Formula One’s Strategy Group has given its latest update on plans to shore up the future of the motor racing series, stating that important decisions and “innovative evolutions” have been approved.
The International Automobile Federation (FIA), the global governing body of motorsport, announced the changes following what it states was a “very constructive” meeting of the Strategy Group. The Strategy Group comprises FIA president Jean Todt, Formula One chief executive Bernie Ecclestone and six teams – McLaren, Mercedes, Ferrari, Force India, Red Bull and Williams.
Increased restrictions on driver aids and coaching received unanimous support and will be implemented starting from this year’s Belgian Grand Prix on August 23 – with a particular emphasis on race starts – and in 2016. The FIA said in a statement: “These measures will bring back the driver in full control of the car, enhancing races excitement and unpredictability.”
Following the Austrian GP on June 21, an overhaul of the power unit penalties has been unanimously agreed and will be submitted to the F1 Commission via an express fax vote for adoption at a meeting of the World Motorsport Council in Mexico City next week, together with changes to the exhaust system that will improve engine noise for 2016.

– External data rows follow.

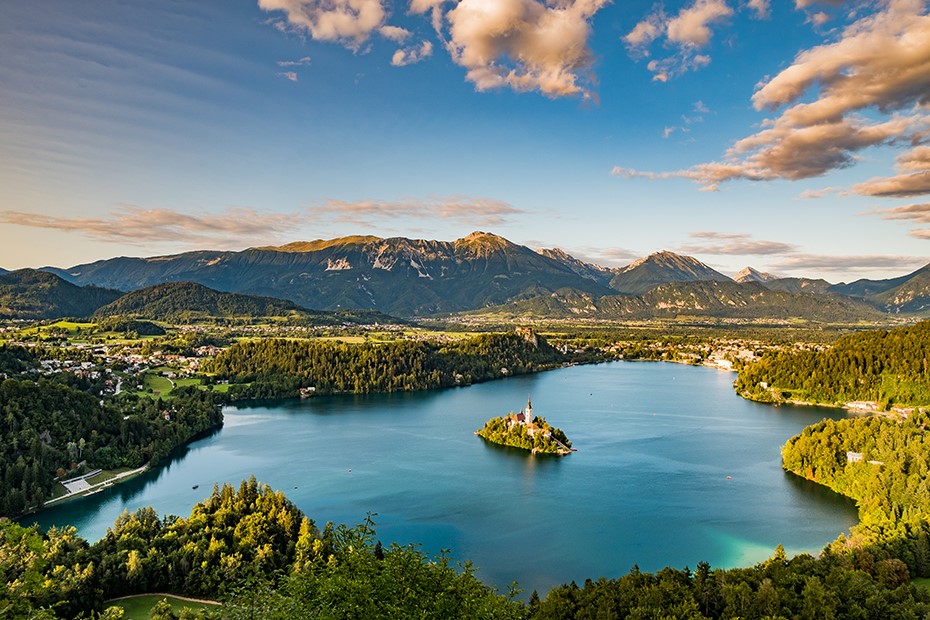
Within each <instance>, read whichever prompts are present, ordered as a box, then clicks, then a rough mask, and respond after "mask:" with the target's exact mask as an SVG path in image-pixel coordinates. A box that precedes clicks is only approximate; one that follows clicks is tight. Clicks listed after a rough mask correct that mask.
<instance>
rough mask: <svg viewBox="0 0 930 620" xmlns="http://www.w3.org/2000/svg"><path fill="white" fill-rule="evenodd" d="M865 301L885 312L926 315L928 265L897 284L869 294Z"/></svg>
mask: <svg viewBox="0 0 930 620" xmlns="http://www.w3.org/2000/svg"><path fill="white" fill-rule="evenodd" d="M867 301H869V302H870V303H872V304H874V305H876V306H878V307H879V308H881V309H882V310H884V311H886V312H894V313H900V312H906V313H920V314H924V315H926V314H927V312H928V311H930V265H928V266H927V267H924V268H922V269H919V270H918V271H915V272H914V273H912V274H910V277H909V278H908V279H907V280H906V281H904V282H903V283H901V284H899V285H898V286H896V287H894V288H892V289H888V290H886V291H883V292H881V293H878V294H876V295H870V296H869V297H868V298H867Z"/></svg>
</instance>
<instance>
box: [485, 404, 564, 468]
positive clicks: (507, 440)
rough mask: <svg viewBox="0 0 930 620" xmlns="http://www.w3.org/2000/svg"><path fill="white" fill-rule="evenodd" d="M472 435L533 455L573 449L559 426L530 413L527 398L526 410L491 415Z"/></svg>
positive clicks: (553, 452) (560, 452)
mask: <svg viewBox="0 0 930 620" xmlns="http://www.w3.org/2000/svg"><path fill="white" fill-rule="evenodd" d="M475 434H476V435H478V436H479V437H481V438H482V439H485V440H487V441H490V442H492V443H496V444H500V445H502V446H511V447H513V448H520V449H522V450H529V451H530V452H531V453H533V454H556V455H558V456H565V455H566V454H569V453H570V452H575V449H574V448H572V442H570V441H569V440H568V437H566V436H565V433H563V432H562V429H560V428H553V427H552V426H550V425H549V423H548V422H546V420H545V418H542V417H540V416H534V415H533V403H532V401H531V400H530V399H529V398H527V400H526V409H524V410H522V411H520V413H513V412H512V411H511V412H510V413H509V414H508V415H507V416H503V417H496V418H491V419H490V420H488V421H487V422H486V423H485V425H484V427H483V428H481V429H480V430H477V431H475Z"/></svg>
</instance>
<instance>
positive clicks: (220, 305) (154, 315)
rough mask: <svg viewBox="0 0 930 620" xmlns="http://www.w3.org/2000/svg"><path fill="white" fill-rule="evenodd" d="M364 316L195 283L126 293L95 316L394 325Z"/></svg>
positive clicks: (137, 317)
mask: <svg viewBox="0 0 930 620" xmlns="http://www.w3.org/2000/svg"><path fill="white" fill-rule="evenodd" d="M364 314H365V313H355V314H353V313H350V312H324V311H314V310H308V309H306V308H302V307H300V306H298V305H297V304H295V303H293V302H290V301H287V300H284V299H277V298H274V297H259V296H256V295H244V294H241V293H223V292H220V291H215V290H213V289H211V288H208V287H206V286H204V285H202V284H197V283H195V282H167V283H165V284H156V285H154V286H149V287H146V288H144V289H139V290H137V291H132V292H130V293H126V294H125V295H123V296H122V297H120V298H119V299H117V300H115V301H114V302H112V303H110V304H107V305H106V306H103V307H102V308H99V309H98V310H97V311H96V312H95V313H94V316H95V317H133V318H143V319H150V320H156V321H170V322H176V323H177V322H185V321H188V320H191V319H197V318H206V317H211V318H213V317H222V318H270V317H290V318H292V319H302V320H312V321H313V322H314V323H317V324H323V325H333V324H339V323H345V322H349V323H369V322H385V323H387V322H394V320H393V319H392V318H391V317H388V316H386V315H383V314H380V313H371V314H372V316H370V317H365V316H364Z"/></svg>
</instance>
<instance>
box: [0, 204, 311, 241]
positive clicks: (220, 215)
mask: <svg viewBox="0 0 930 620" xmlns="http://www.w3.org/2000/svg"><path fill="white" fill-rule="evenodd" d="M306 219H307V218H306V215H304V214H302V213H261V212H259V211H256V210H254V209H240V208H230V209H226V210H225V211H223V212H221V213H215V214H205V215H189V214H187V213H182V212H180V211H175V210H173V209H143V208H141V207H137V206H134V205H127V206H124V207H123V208H121V209H120V210H119V211H116V212H113V213H111V214H109V215H108V216H106V217H64V216H54V215H43V214H37V213H25V212H22V211H11V210H7V211H0V223H2V224H14V225H18V226H28V227H30V228H44V229H49V230H58V231H62V232H69V233H78V234H80V235H83V236H85V237H90V238H92V239H97V240H99V241H105V242H118V243H129V244H134V245H150V244H152V243H174V244H177V243H182V244H187V245H190V246H197V245H204V244H217V243H219V244H222V245H229V244H253V243H255V242H256V240H270V239H276V238H277V237H279V236H280V235H282V234H284V233H287V232H290V231H293V230H295V229H296V228H297V227H299V226H300V225H302V224H303V223H304V222H305V221H306Z"/></svg>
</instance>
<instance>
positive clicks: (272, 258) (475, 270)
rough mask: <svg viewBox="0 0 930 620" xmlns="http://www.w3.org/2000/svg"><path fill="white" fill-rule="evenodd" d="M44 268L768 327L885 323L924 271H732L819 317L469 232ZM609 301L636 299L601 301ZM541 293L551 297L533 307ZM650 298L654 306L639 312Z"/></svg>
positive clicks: (452, 311) (539, 308)
mask: <svg viewBox="0 0 930 620" xmlns="http://www.w3.org/2000/svg"><path fill="white" fill-rule="evenodd" d="M46 270H47V271H49V272H51V273H55V274H56V275H59V276H61V277H62V278H64V279H66V280H68V281H70V282H72V283H74V284H78V285H94V286H103V287H107V288H114V289H119V290H122V291H133V290H137V289H140V288H145V287H150V286H154V285H157V284H164V283H168V282H195V283H197V284H201V285H203V286H206V287H208V288H210V289H214V290H215V291H223V292H227V293H240V294H246V295H257V296H261V297H271V298H276V299H282V300H287V301H290V302H293V303H294V304H297V305H298V306H300V307H303V308H319V309H322V310H353V311H354V310H365V311H376V312H381V313H384V314H386V315H392V316H402V317H419V316H435V315H446V314H452V313H460V312H470V311H476V310H483V309H487V308H496V307H499V306H506V305H508V304H514V303H516V304H521V303H522V304H524V305H526V304H527V303H528V304H529V306H530V307H531V308H529V309H532V311H533V312H532V313H533V314H534V315H538V314H539V313H540V312H542V311H543V310H545V309H547V308H550V307H551V308H552V310H553V312H555V314H554V315H553V316H551V317H544V318H559V317H561V316H569V315H588V314H591V313H592V312H593V313H595V314H597V313H602V312H604V311H605V309H603V308H600V309H599V306H602V305H605V304H606V305H607V306H609V307H610V308H611V309H610V310H609V311H608V312H607V314H608V315H609V316H612V317H616V316H630V317H639V318H649V317H658V318H661V317H666V316H670V315H676V314H681V312H682V311H685V310H688V309H689V308H690V309H691V310H693V311H696V312H698V313H700V314H702V315H711V314H713V313H714V312H718V310H719V316H720V317H734V316H735V317H744V316H752V317H758V318H766V317H767V315H766V313H767V312H769V311H772V312H774V314H771V315H770V316H768V318H775V319H779V318H784V317H798V318H804V319H810V320H834V319H835V320H849V319H851V320H857V319H858V318H859V317H864V318H869V317H871V316H873V315H874V313H873V312H871V311H867V310H865V309H864V308H863V304H868V305H871V306H872V307H873V309H877V310H879V311H881V312H883V313H888V314H902V313H903V314H907V313H913V314H917V315H920V314H921V313H923V314H926V313H927V312H930V266H928V267H925V268H923V269H920V270H918V271H915V272H913V273H911V274H908V275H906V276H901V277H899V278H892V279H888V280H858V281H856V282H853V283H852V284H836V285H831V284H830V283H829V282H827V281H825V280H816V279H809V278H796V277H792V278H777V277H774V276H772V275H771V274H767V273H763V272H761V271H758V270H756V269H753V268H750V267H747V268H746V269H744V270H743V271H742V272H740V274H738V278H739V280H745V282H742V284H746V285H750V284H762V285H763V286H764V288H765V289H767V290H769V291H772V292H775V293H786V294H805V295H826V296H827V297H824V298H823V299H822V300H821V301H822V304H823V305H824V306H825V307H824V308H820V307H818V304H817V303H815V302H814V301H813V300H811V299H809V298H804V299H801V298H793V297H790V296H789V297H783V296H778V295H766V294H765V293H764V292H760V291H758V290H756V289H752V290H750V289H745V290H744V289H738V288H735V289H734V288H726V289H721V288H720V286H718V287H717V288H716V289H714V290H711V289H707V287H706V286H703V287H698V288H696V289H687V288H686V289H682V291H683V292H677V289H674V288H672V289H665V290H664V291H663V292H662V293H660V294H659V295H658V296H653V297H646V294H647V293H649V292H651V291H652V290H653V289H655V288H656V287H658V286H660V285H665V284H673V283H684V284H689V283H702V282H703V283H707V282H717V283H719V284H720V285H725V284H735V282H734V281H733V280H732V279H730V278H728V277H727V276H725V275H723V274H721V273H720V272H718V271H716V270H715V269H713V268H711V267H709V266H708V265H705V264H704V263H702V262H700V261H698V260H697V259H695V258H693V257H690V256H682V255H679V254H675V253H673V252H668V251H663V252H656V253H654V254H650V255H649V256H646V257H644V258H641V259H639V260H637V261H634V262H633V263H631V264H630V265H628V266H626V267H620V268H613V269H611V268H607V267H602V266H600V265H595V264H593V263H588V262H585V261H583V260H579V259H577V258H575V257H573V256H571V255H570V254H568V253H567V252H565V251H563V250H559V249H541V250H534V249H531V248H529V247H526V246H523V245H519V244H516V243H513V242H511V241H508V240H507V239H504V238H503V237H500V236H498V235H494V234H491V233H487V232H474V233H472V234H470V235H468V236H466V237H463V238H461V239H457V240H455V241H451V242H449V241H433V240H425V239H408V238H405V237H393V238H387V239H383V238H380V237H374V236H350V237H341V238H337V239H328V240H323V239H317V240H315V241H298V242H294V243H288V244H286V245H282V246H274V247H272V246H267V247H257V248H250V249H247V250H243V251H241V252H219V251H196V252H187V253H183V254H176V255H172V256H156V257H150V258H127V257H119V258H113V259H109V260H102V261H97V262H94V263H89V264H85V265H77V266H75V267H71V268H69V269H58V268H51V267H49V268H46ZM563 291H572V293H570V294H569V297H571V296H572V295H579V296H581V297H583V298H591V299H601V300H602V301H601V302H599V303H598V304H595V308H594V309H593V310H592V309H591V308H588V305H590V304H585V303H580V302H579V303H580V305H579V303H576V301H574V300H571V299H568V300H565V299H561V297H562V292H563ZM618 293H619V294H621V295H624V296H627V297H637V296H638V297H641V299H639V300H636V299H629V300H623V301H621V300H610V299H609V297H610V296H612V295H617V294H618ZM682 295H684V296H685V297H687V298H688V299H690V301H689V300H688V299H685V297H682ZM545 296H554V299H553V300H547V301H543V300H542V298H543V297H545ZM650 300H654V301H655V303H657V304H660V305H658V306H654V307H648V303H649V302H650ZM715 300H716V301H715ZM852 300H856V301H852ZM643 304H646V305H643ZM621 307H622V309H620V308H621ZM560 308H561V309H560ZM525 310H527V308H524V311H525ZM249 312H251V311H249ZM260 312H261V313H264V312H265V311H260ZM220 315H221V316H222V315H223V314H222V312H220ZM831 317H833V318H831Z"/></svg>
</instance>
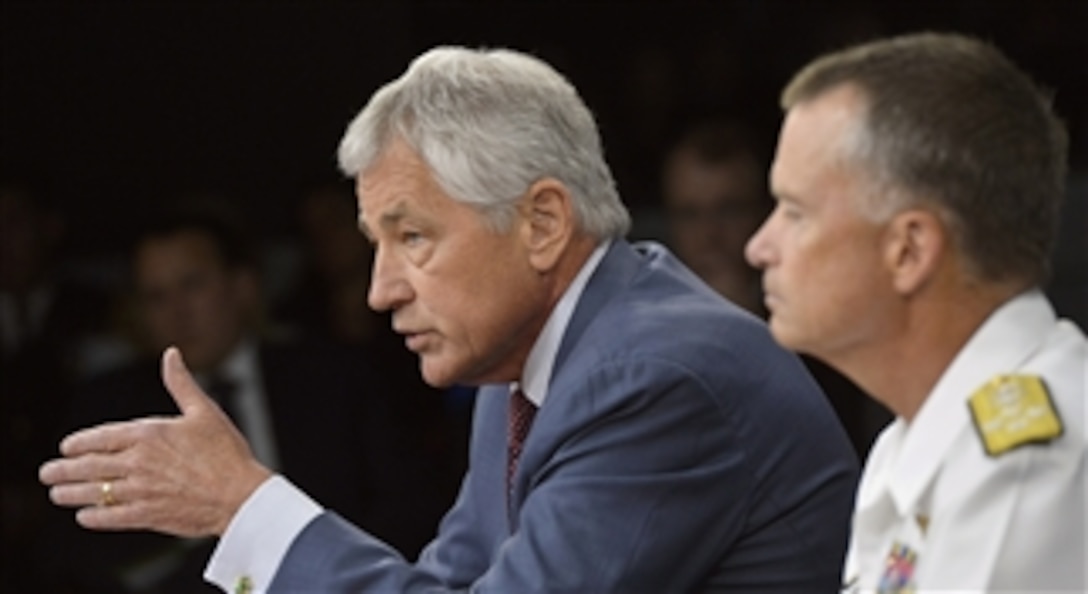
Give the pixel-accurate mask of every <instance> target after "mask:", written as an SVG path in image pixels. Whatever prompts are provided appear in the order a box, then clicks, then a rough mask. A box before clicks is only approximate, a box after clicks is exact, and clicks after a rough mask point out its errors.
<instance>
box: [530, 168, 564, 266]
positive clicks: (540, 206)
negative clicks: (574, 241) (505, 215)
mask: <svg viewBox="0 0 1088 594" xmlns="http://www.w3.org/2000/svg"><path fill="white" fill-rule="evenodd" d="M573 208H574V207H573V203H572V200H571V196H570V190H569V189H567V186H566V185H564V184H562V183H561V182H559V181H558V180H555V178H552V177H545V178H543V180H540V181H537V182H535V183H533V185H531V186H529V190H528V191H527V193H526V196H524V198H522V200H521V203H520V205H519V207H518V210H519V213H520V215H521V216H520V221H521V235H522V239H523V243H524V246H526V249H527V252H528V253H529V263H530V265H532V267H533V268H534V269H535V270H536V271H537V272H547V271H549V270H552V269H554V268H555V267H556V264H557V263H558V262H559V259H560V257H561V256H562V253H564V252H565V251H566V249H567V247H568V246H569V244H570V242H571V238H572V237H573V235H574V210H573Z"/></svg>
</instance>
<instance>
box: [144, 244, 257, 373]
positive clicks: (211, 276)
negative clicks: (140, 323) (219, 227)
mask: <svg viewBox="0 0 1088 594" xmlns="http://www.w3.org/2000/svg"><path fill="white" fill-rule="evenodd" d="M134 265H135V275H136V288H137V293H138V297H139V302H140V305H141V310H143V313H144V320H145V325H146V330H147V332H148V335H149V336H148V337H149V338H150V342H151V343H152V346H153V347H154V348H157V349H162V348H164V347H166V346H169V345H176V346H177V347H178V348H180V349H181V350H182V355H183V356H184V357H185V360H186V362H187V363H188V364H189V367H190V368H191V369H194V370H195V371H207V370H210V369H212V368H214V367H215V366H218V364H220V363H221V362H222V361H223V359H224V358H225V357H226V356H227V355H228V354H230V352H231V350H232V349H233V348H234V347H235V346H236V345H237V344H238V342H239V339H240V338H242V337H243V335H244V333H245V332H246V329H247V324H248V322H249V320H250V319H251V315H252V314H254V312H255V308H256V307H257V282H256V279H255V277H254V275H252V273H251V272H248V271H246V270H243V269H231V268H227V267H226V265H225V263H224V262H223V259H222V257H221V256H220V253H219V250H218V249H217V247H215V244H214V243H213V242H212V239H211V238H210V237H208V236H207V235H205V234H203V233H201V232H199V231H180V232H177V233H174V234H171V235H164V236H161V237H153V238H150V239H146V240H145V242H144V243H143V244H141V245H140V246H139V248H138V250H137V253H136V259H135V263H134Z"/></svg>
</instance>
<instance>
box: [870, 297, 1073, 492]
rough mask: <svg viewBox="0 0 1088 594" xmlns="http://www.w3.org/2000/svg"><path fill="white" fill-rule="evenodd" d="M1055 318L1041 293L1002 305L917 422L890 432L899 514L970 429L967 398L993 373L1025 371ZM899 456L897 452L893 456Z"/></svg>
mask: <svg viewBox="0 0 1088 594" xmlns="http://www.w3.org/2000/svg"><path fill="white" fill-rule="evenodd" d="M1055 321H1056V317H1055V315H1054V310H1053V308H1052V307H1051V306H1050V302H1049V301H1047V298H1046V297H1044V296H1043V295H1042V293H1041V292H1040V290H1039V289H1031V290H1028V292H1027V293H1024V294H1022V295H1019V296H1018V297H1015V298H1013V299H1011V300H1009V301H1006V302H1005V304H1003V305H1002V306H1001V307H999V308H998V309H997V310H996V311H994V312H993V313H992V314H990V317H989V318H988V319H987V320H986V322H984V323H982V325H981V326H979V329H978V330H977V331H975V334H974V335H972V337H970V339H968V341H967V344H966V345H965V346H964V347H963V348H962V349H961V350H960V352H959V354H957V355H956V357H955V358H954V359H953V360H952V363H951V364H950V366H949V367H948V369H945V370H944V373H942V374H941V378H940V379H939V380H938V381H937V384H936V385H935V386H934V389H932V391H931V392H930V393H929V395H928V396H927V397H926V400H925V403H924V404H923V405H922V408H920V409H919V410H918V414H917V416H916V417H915V418H914V421H913V422H911V423H910V425H907V424H906V423H905V422H904V421H903V419H897V420H895V423H894V424H893V425H892V428H891V429H890V430H889V435H888V436H887V437H889V438H890V440H895V441H898V442H899V444H898V445H899V446H900V447H899V448H893V449H899V453H898V460H897V461H895V463H894V468H893V470H892V471H891V472H890V474H889V475H888V477H887V479H888V484H889V491H890V492H891V495H892V499H893V500H894V502H895V507H897V508H898V509H899V511H900V513H905V512H907V510H911V509H914V507H915V506H916V505H917V504H918V500H919V498H920V497H922V495H923V494H924V493H925V491H926V487H927V486H928V485H929V484H930V482H931V481H932V478H934V477H935V475H936V474H937V471H938V469H939V468H940V465H941V461H942V460H943V459H944V458H945V457H947V455H948V453H949V449H951V447H952V444H953V442H954V441H955V440H956V438H957V437H959V435H960V433H961V432H962V431H964V430H965V429H969V424H970V414H969V411H968V409H967V404H966V403H967V399H968V398H969V397H970V395H972V394H973V393H974V392H975V391H976V389H978V388H979V387H980V386H981V385H982V384H984V383H986V382H987V381H988V380H990V379H991V378H992V376H993V375H994V374H997V373H1001V372H1007V371H1011V370H1014V369H1017V368H1018V367H1021V366H1022V364H1023V363H1024V361H1025V360H1026V359H1027V358H1028V357H1029V356H1030V355H1031V354H1033V352H1035V351H1036V350H1037V349H1038V348H1039V346H1040V345H1041V344H1042V342H1043V339H1044V338H1046V335H1047V333H1048V332H1049V331H1050V329H1051V327H1052V326H1053V325H1054V323H1055ZM889 454H890V455H892V456H895V453H894V451H892V453H889Z"/></svg>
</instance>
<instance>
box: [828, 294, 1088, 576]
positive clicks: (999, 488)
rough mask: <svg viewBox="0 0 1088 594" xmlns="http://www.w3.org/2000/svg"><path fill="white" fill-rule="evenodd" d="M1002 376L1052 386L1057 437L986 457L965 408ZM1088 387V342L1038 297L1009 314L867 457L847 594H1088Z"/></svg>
mask: <svg viewBox="0 0 1088 594" xmlns="http://www.w3.org/2000/svg"><path fill="white" fill-rule="evenodd" d="M889 364H894V363H893V362H889ZM1001 374H1021V375H1022V376H1039V378H1041V379H1042V381H1043V382H1044V384H1046V386H1047V388H1048V391H1049V394H1050V397H1051V401H1052V403H1053V408H1054V409H1055V410H1056V414H1058V417H1059V419H1060V420H1061V425H1062V434H1061V435H1060V436H1058V437H1054V438H1052V440H1051V441H1047V442H1046V443H1029V444H1024V445H1019V446H1017V447H1014V448H1012V449H1009V450H1006V451H1004V453H1001V454H999V455H993V456H991V455H988V454H987V451H986V449H985V447H984V442H982V437H981V433H980V431H979V430H977V429H976V426H975V424H974V421H973V417H972V412H970V410H969V408H968V404H967V403H968V399H969V398H970V397H972V395H973V394H975V393H976V392H978V391H979V388H980V387H981V386H984V385H986V384H987V383H988V381H990V380H991V379H993V378H996V376H998V375H1001ZM1086 384H1088V342H1086V339H1085V335H1084V333H1083V332H1080V331H1079V329H1077V326H1076V325H1074V324H1073V323H1071V322H1068V321H1059V320H1058V319H1056V317H1055V314H1054V311H1053V309H1052V308H1051V306H1050V304H1049V302H1048V301H1047V299H1046V297H1043V295H1042V294H1041V293H1040V292H1039V290H1031V292H1028V293H1026V294H1024V295H1021V296H1019V297H1017V298H1015V299H1013V300H1011V301H1009V302H1006V304H1004V305H1003V306H1002V307H1001V308H1000V309H998V310H997V311H996V312H994V313H993V314H992V315H990V318H989V319H988V320H987V321H986V322H985V323H984V324H982V326H980V327H979V330H978V331H977V332H976V333H975V334H974V336H972V338H970V339H969V341H968V343H967V344H966V346H965V347H964V348H963V349H962V350H961V351H960V354H959V355H957V356H956V357H955V359H954V360H953V361H952V364H951V366H949V368H948V369H947V370H945V371H944V373H943V374H942V376H941V378H940V380H939V381H938V382H937V385H936V386H935V387H934V391H932V392H931V393H930V394H929V396H928V397H927V398H926V400H925V404H924V405H923V407H922V409H920V410H919V411H918V414H917V416H916V417H915V419H914V421H913V422H911V423H910V424H907V423H906V422H904V421H903V419H901V418H900V419H895V421H893V422H892V424H890V425H889V426H888V429H886V430H885V431H883V433H881V435H880V437H879V438H878V441H877V443H876V445H875V446H874V448H873V451H871V453H870V454H869V457H868V460H867V462H866V467H865V471H864V473H863V475H862V481H861V484H860V486H858V492H857V499H856V503H855V509H854V519H853V533H852V537H851V544H850V550H849V553H848V555H846V562H845V568H844V571H843V583H844V584H845V585H844V590H845V591H849V592H897V591H903V592H911V591H914V592H950V591H957V592H964V591H967V592H997V591H1000V592H1033V593H1037V592H1085V590H1086V585H1088V583H1086V573H1085V572H1086V559H1088V557H1086V547H1085V540H1086V532H1088V531H1086V523H1085V522H1086V517H1088V513H1086V506H1088V503H1086V498H1085V492H1086V486H1085V481H1086V479H1085V450H1086V441H1085V424H1086V422H1085V421H1086V418H1085V417H1086V408H1085V392H1086V391H1085V385H1086ZM882 581H883V587H881V582H882ZM897 581H898V582H899V586H900V589H901V590H897V587H895V586H897V583H895V582H897Z"/></svg>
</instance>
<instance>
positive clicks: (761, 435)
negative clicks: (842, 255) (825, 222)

There has been mounting criticism of the spectacle of F1 in recent years, while drivers have complained that the modern-day cars are too slow. The introduction of turbo hybrid engines has lessened the noise traditionally associated with attending a F1 weekend, another criticism of the show being offered by Formula One. F1's current engine regulations limit each driver to just four units per season, with both McLaren and Red Bull hit by severe grid penalties owing to issues with their Honda and Renault power units.
Furthermore, it was agreed to allow an extra power unit per driver in the first year to any new manufacturer entering the championship and, for the “sake of fairness”, the measure will apply retroactively to Honda for the 2015 season. The Japanese manufacturer has endured difficulties in its return to Formula One with McLaren this season.
The FIA said a new set of regulations aimed at achieving “faster and more aggressive looking” cars for 2017, to include wider cars and wheels, new wings and floor shape and significantly increased aerodynamic downforce, has been outlined and is currently being assessed by the teams.
In addition, the FIA said several “exciting and innovative changes” to the qualifying and race weekend formats have also been discussed and are being evaluated by FIA and Formula One Management (FOM) for a 2016 introduction. Reports have speculated that a pre-grand prix ‘sprint race’ on Saturday could be added to the schedule for an F1 weekend.